Weinstein Sarah M, Vandekar Simon N, Alexander-Bloch Aaron F, Raznahan Armin, Li Mingyao, Gur Raquel E, Gur Ruben C, Roalf David R, Park Min Tae M, Chakravarty Mallar, Baller Erica B, Linn Kristin A, Satterthwaite Theodore D, Shinohara Russell T
Department of Epidemiology and Biostatistics, Temple University College of Public Health, Philadelphia, PA, USA.
Department of Biostatistics, Vanderbilt University Medical Center, Nashville, TN, USA.
bioRxiv. 2023 Nov 13:2023.11.10.566593. doi: 10.1101/2023.11.10.566593.

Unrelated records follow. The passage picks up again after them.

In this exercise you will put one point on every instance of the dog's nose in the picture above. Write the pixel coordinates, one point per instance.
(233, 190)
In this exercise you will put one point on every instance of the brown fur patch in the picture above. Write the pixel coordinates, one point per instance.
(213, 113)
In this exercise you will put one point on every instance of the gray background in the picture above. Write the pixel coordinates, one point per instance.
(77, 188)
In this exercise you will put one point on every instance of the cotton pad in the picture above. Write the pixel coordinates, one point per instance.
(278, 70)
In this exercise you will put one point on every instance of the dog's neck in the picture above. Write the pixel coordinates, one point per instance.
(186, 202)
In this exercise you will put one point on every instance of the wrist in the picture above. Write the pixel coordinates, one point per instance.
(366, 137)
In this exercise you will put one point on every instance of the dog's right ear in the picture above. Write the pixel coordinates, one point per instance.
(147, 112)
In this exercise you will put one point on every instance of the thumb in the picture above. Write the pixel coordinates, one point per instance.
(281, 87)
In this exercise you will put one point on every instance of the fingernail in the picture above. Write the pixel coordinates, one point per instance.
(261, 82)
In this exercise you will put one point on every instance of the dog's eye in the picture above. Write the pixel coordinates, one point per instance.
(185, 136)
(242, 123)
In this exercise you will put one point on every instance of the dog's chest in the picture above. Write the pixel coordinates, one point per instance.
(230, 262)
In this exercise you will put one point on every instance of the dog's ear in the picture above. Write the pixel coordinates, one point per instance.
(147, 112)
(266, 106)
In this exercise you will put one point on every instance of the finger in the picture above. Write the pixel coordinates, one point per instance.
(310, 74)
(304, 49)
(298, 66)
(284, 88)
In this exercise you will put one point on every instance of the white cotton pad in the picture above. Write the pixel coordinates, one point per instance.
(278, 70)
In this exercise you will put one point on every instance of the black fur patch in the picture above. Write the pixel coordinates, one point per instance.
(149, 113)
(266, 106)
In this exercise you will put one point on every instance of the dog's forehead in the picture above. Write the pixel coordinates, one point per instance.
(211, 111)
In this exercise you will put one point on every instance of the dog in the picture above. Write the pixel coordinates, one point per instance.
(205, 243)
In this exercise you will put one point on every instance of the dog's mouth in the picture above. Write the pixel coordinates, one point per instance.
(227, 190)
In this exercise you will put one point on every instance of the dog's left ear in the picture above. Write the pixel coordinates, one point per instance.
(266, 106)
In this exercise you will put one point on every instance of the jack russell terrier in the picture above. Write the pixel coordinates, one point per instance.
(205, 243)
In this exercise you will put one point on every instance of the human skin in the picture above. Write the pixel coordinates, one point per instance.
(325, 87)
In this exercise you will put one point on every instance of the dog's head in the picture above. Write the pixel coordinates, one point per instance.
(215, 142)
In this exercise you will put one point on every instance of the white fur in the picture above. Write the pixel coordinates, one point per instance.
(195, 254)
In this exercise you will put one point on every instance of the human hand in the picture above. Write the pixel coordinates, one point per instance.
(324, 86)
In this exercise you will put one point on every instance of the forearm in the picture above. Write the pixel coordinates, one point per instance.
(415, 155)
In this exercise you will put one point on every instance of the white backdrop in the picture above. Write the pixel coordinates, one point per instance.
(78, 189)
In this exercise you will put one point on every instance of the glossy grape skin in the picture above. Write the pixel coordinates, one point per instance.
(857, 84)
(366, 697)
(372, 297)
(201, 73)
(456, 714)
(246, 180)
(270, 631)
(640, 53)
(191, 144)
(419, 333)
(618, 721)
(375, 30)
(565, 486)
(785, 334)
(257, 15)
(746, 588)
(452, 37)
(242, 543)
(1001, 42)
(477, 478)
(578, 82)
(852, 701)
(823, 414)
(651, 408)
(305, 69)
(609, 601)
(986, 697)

Functional networks often guide our interpretation of spatial maps of brain-phenotype associations. However, methods for assessing enrichment of associations within networks of interest have varied in terms of both scientific rigor and underlying assumptions. While some approaches have relied on subjective interpretations, others have made unrealistic assumptions about the spatial structure of imaging data, leading to inflated false positive rates. We seek to address this gap in existing methodology by borrowing insight from a method widely used in genomics research for testing enrichment of associations between a set of genes and a phenotype of interest. We propose Network Enrichment Significance Testing (NEST), a flexible framework for testing the specificity of brain-phenotype associations to functional networks or other sub-regions of the brain. We apply NEST to study phenotype associations with structural and functional brain imaging data from a large-scale neurodevelopmental cohort study.
功能网络常常引导我们对脑表型关联的空间图谱进行解读。然而,在感兴趣的网络内评估关联富集的方法在科学严谨性和基本假设方面存在差异。虽然一些方法依赖主观解读,但其他方法对成像数据的空间结构做出了不切实际的假设,导致假阳性率虚高。我们试图通过借鉴基因组学研究中广泛使用的一种方法的见解来填补现有方法学中的这一空白,该方法用于测试一组基因与感兴趣的表型之间关联的富集情况。我们提出了网络富集显著性检验(NEST),这是一个灵活的框架,用于测试脑表型关联对功能网络或大脑其他子区域的特异性。我们应用NEST来研究来自大规模神经发育队列研究的脑结构和功能成像数据与表型的关联。